Institutions that conduct federally funded research, particularly research involving Controlled Unclassified Information on institutional systems, are subject to NIST 800-171 requirements, and those working with Department of Defense contracts face CMMC compliance obligations as well. This applies to research universities, land-grant institutions, and any college or university operating systems that process, store, or transmit federal research data. Compliance requires documented security controls, continuous monitoring, and the ability to demonstrate that systems handling federal information meet defined standards. FortifyData supports NIST 800-171 compliance through its continuous assessment capabilities, risk prioritization, and compliance framework mapping, giving research institutions the visibility and documentation needed to satisfy federal requirements without adding significant overhead to already-stretched security teams.

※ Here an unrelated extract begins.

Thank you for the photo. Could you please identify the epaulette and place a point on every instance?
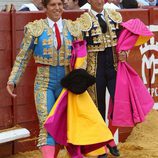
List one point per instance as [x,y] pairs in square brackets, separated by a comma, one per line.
[35,28]
[83,23]
[114,15]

University systems do not operate as a single monolithic environment. Individual colleges, departments, and research units often manage their own technology procurement, maintain separate network segments, and operate with varying levels of security maturity. This creates a risk management challenge that tools designed for single-entity organizations handle poorly. FortifyData is built to address this structure directly, providing a unified view of cyber risk across the entire university while also enabling drill-down visibility at the individual college, department, or asset level. Security and compliance teams can see the institution’s overall risk posture, identify which colleges or departments are driving the most exposure, and prioritize remediation accordingly without losing the institutional context that makes those decisions defensible.
Higher education institutions combine several factors that make them attractive targets: open and expanding network environments designed for academic access rather than security perimeter control, large volumes of personally identifiable information and financial aid data, valuable research data that may have commercial or geopolitical significance, and technology ecosystems that grow faster than security teams can inventory and monitor. The decentralized procurement of SaaS tools across colleges and departments expands the attack surface continuously. FortifyData addresses this through automated asset discovery and continuous monitoring, identifying new assets and services as they appear, assessing vulnerabilities as an attacker would, and integrating hourly-updated threat intelligence feeds that prioritize risks based on active threat activity targeting the higher education sector specifically.